Aspire Health, a high-profile startup recently featured in the Wall Street Journal, continues to make a name for itself with an in-home palliative care model driven by a “death-predicting algorithm.”
Co-founded by CEO Brad Smith and former Senate Majority Leader Bill Frist, Nashville-based Aspire in October secured $32 million in funding from GV, the firm formerly known as Google Ventures. So, it’s safe to say investors see a bright future in the Aspire model. This model is based on that “death-predicting algorithm,” to use the WSJ’s language, which flags patients at risk of dying within a year. Aspire’s caregivers then can provide interventions for these patients in their homes to keep their quality of life high and their costs of care low, such as by preventing unneeded hospitalizations.
Currently, the company contracts with health systems, such as Medicare Advantage or Medicaid managed care plans. These entities typically pay a flat monthly fee to Aspire, calculating that the cost savings and improved patient outcomes are worth the price. Aspire estimates it can save these health plans $8,000 to $12,000 per patient, the WSJ reported. Aspire is operating in 19 states, managing care for more than 20,000 Medicare Advantage patients.

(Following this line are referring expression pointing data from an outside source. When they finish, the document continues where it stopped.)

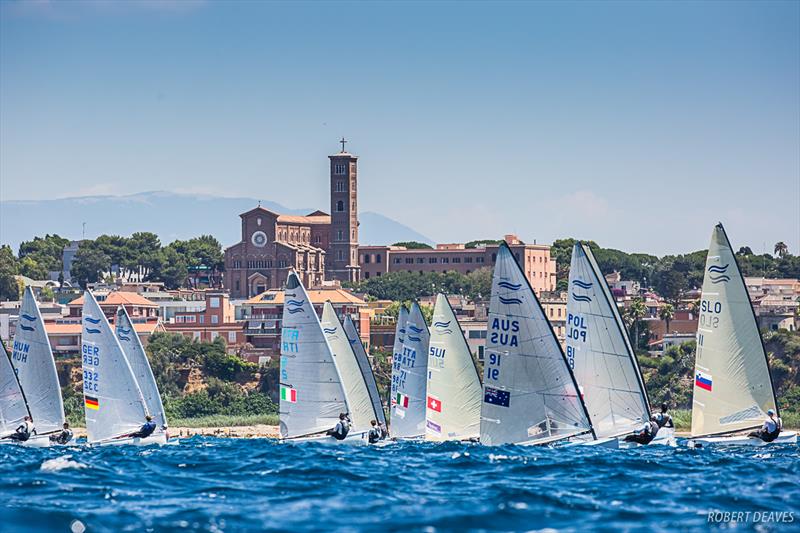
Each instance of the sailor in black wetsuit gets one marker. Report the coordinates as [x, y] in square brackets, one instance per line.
[663, 419]
[647, 433]
[342, 428]
[375, 433]
[64, 436]
[145, 431]
[770, 430]
[24, 431]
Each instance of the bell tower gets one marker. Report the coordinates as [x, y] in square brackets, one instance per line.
[342, 256]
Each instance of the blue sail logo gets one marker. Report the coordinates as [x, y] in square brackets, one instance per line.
[719, 274]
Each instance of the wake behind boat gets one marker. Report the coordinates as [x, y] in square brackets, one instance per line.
[733, 390]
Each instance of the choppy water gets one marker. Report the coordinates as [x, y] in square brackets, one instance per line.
[234, 485]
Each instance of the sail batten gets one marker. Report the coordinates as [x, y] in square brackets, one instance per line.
[409, 377]
[453, 408]
[732, 383]
[311, 392]
[530, 395]
[35, 366]
[600, 353]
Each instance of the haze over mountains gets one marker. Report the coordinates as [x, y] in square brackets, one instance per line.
[169, 215]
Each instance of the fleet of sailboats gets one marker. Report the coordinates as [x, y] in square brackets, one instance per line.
[533, 393]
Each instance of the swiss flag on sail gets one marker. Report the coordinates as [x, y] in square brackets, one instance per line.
[434, 404]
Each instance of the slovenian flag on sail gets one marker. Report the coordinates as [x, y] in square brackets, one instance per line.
[401, 400]
[703, 380]
[288, 395]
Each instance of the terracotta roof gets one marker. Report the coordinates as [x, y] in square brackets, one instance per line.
[317, 296]
[76, 329]
[119, 298]
[310, 220]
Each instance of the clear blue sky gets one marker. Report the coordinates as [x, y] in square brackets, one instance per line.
[638, 125]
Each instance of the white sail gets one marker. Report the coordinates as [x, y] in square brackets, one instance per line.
[137, 358]
[355, 387]
[530, 396]
[454, 388]
[397, 353]
[410, 369]
[33, 360]
[113, 402]
[599, 352]
[732, 385]
[366, 369]
[312, 395]
[13, 408]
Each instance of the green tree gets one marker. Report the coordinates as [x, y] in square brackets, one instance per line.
[667, 313]
[89, 264]
[414, 245]
[9, 289]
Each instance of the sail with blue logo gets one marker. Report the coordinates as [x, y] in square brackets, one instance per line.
[344, 357]
[530, 395]
[397, 352]
[410, 376]
[113, 401]
[311, 392]
[13, 408]
[366, 369]
[33, 361]
[454, 393]
[732, 385]
[137, 358]
[599, 352]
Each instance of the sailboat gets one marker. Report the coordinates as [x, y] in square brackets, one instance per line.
[530, 395]
[13, 405]
[366, 370]
[409, 377]
[137, 358]
[35, 366]
[733, 389]
[311, 391]
[453, 409]
[359, 400]
[600, 354]
[113, 401]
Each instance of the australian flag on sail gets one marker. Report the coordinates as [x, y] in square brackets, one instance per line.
[497, 397]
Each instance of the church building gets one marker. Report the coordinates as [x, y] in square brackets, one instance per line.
[318, 246]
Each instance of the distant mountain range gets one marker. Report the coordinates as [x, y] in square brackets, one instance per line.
[169, 215]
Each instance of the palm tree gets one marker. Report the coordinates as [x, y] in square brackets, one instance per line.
[634, 313]
[666, 314]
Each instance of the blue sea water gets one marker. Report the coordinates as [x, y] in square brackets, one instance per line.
[211, 484]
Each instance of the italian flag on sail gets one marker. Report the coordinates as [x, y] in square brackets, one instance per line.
[288, 395]
[401, 400]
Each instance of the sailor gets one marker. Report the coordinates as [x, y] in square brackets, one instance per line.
[770, 430]
[145, 431]
[375, 433]
[24, 431]
[663, 419]
[342, 427]
[646, 434]
[64, 436]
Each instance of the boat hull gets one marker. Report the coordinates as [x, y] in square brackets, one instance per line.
[786, 437]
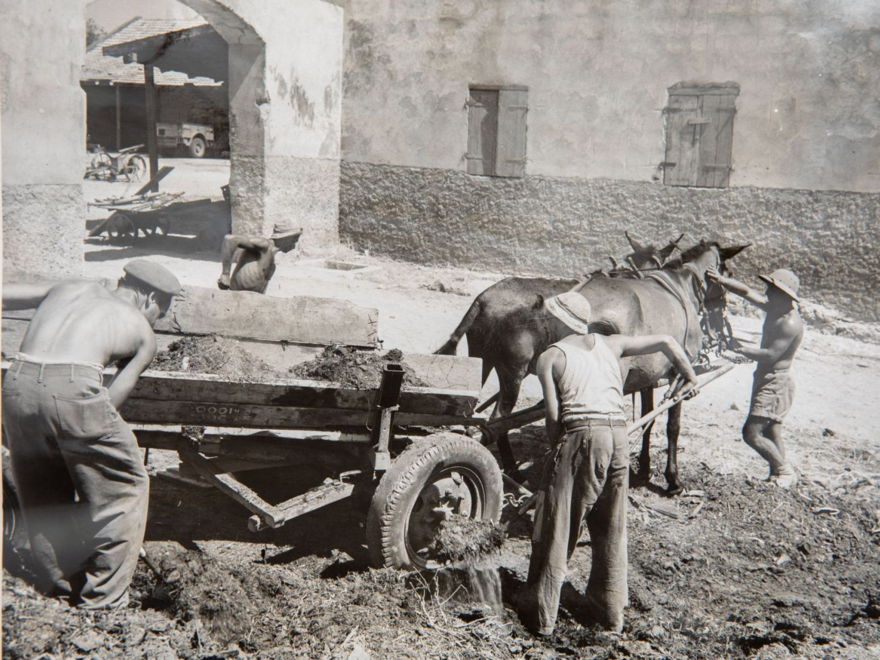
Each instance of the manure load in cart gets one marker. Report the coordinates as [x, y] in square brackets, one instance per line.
[379, 441]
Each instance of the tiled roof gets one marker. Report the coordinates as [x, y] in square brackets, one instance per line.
[100, 67]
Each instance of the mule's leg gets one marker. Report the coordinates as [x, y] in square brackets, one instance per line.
[509, 384]
[673, 428]
[644, 474]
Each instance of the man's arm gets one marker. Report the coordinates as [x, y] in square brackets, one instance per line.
[25, 296]
[131, 369]
[735, 286]
[629, 346]
[544, 370]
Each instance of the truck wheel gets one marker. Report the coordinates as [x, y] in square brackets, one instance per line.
[448, 474]
[197, 147]
[136, 168]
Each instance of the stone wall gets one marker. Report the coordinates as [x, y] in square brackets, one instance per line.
[566, 226]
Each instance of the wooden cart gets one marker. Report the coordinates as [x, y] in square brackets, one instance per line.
[384, 440]
[403, 446]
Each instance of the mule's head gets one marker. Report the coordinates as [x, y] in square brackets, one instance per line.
[703, 256]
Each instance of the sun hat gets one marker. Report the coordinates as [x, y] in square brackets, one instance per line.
[572, 309]
[153, 275]
[285, 239]
[784, 280]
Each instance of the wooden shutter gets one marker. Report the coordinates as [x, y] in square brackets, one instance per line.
[512, 110]
[699, 134]
[682, 140]
[716, 144]
[482, 131]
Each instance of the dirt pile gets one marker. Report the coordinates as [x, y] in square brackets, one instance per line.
[354, 368]
[213, 355]
[463, 539]
[733, 569]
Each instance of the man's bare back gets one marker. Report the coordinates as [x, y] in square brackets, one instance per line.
[84, 322]
[254, 259]
[784, 333]
[253, 272]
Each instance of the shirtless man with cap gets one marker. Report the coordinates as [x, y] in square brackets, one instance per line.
[586, 477]
[254, 259]
[773, 386]
[76, 466]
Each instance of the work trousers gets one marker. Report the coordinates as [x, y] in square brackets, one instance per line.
[81, 482]
[585, 478]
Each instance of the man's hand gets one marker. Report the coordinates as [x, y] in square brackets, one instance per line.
[734, 345]
[690, 389]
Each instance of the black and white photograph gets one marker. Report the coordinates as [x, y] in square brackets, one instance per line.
[467, 329]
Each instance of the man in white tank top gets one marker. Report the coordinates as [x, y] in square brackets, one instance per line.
[586, 478]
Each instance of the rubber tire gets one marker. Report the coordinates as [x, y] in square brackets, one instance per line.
[198, 147]
[137, 167]
[392, 503]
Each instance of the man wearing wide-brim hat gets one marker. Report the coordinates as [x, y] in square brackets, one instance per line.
[773, 386]
[253, 258]
[586, 477]
[75, 464]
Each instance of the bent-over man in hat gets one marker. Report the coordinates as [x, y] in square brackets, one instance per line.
[586, 477]
[76, 466]
[254, 259]
[773, 387]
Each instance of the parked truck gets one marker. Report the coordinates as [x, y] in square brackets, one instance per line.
[196, 138]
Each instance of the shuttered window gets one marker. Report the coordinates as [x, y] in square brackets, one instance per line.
[699, 134]
[497, 131]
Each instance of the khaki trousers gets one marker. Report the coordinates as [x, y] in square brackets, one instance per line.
[585, 478]
[80, 479]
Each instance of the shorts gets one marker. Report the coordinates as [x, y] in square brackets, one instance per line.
[772, 395]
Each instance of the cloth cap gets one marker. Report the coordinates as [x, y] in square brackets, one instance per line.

About 5% to 10% of those patients also receive care from a home health agency (HHA), Smith tells Home Health Care News. Sometimes an HHA will refer a patient to Aspire, if the patient is enrolled in one of the participating health plans and could benefit from palliative care services. Sometimes, Aspire will suggest bringing in the home health provider to supplement its palliative care services.
“Typically, if it’s medical in nature or an overarching type of care, that’s something we’re typically providing,” Smith says. “If it’s a routine process—wound care is most common example—it’s something the home health agency [would provide].”
Some concerns have arisen regarding the Aspire approach, including that its life-expectancy projections are based on data from people’s medical records, such as their diagnoses or hospitalization history.
“Medical ethicist Arthur Caplan of New York University says that ‘a private entity snooping around’ in patient records and consulting their doctors without prior consent seems like a violation of privacy,” WSJ reporter Melinda Beck wrote. “Aspire says that working with health plans to coordinate patient care is an approved use of such data under Medicare rules.”
Aspire’s payments often are tied to certain quality metrics, including patient and family satisfaction, Smith emphasizes. This helps ensure that care remains patient-centered, focused around their own goals, and is not driven too purely by cost containment motives.
Overall, the Aspire approach is trying to fill what Smith sees as a significant need in the health care space. And he’s not alone. There is a “huge gap between hospitals and hospice,” Diane E. Meier, director of the Center to Advance Palliative Care at the Icahn School of Medicine at New York’s Mount Sinai Health System, told the Wall Street Journal.
Prominent voices in home health also have spoken out on this topic. Increasing palliative care is a “critical issue,” Visiting Nurse Associations of America (VNAA) President and CEO Tracey Moorhead told Home Health Care News last year.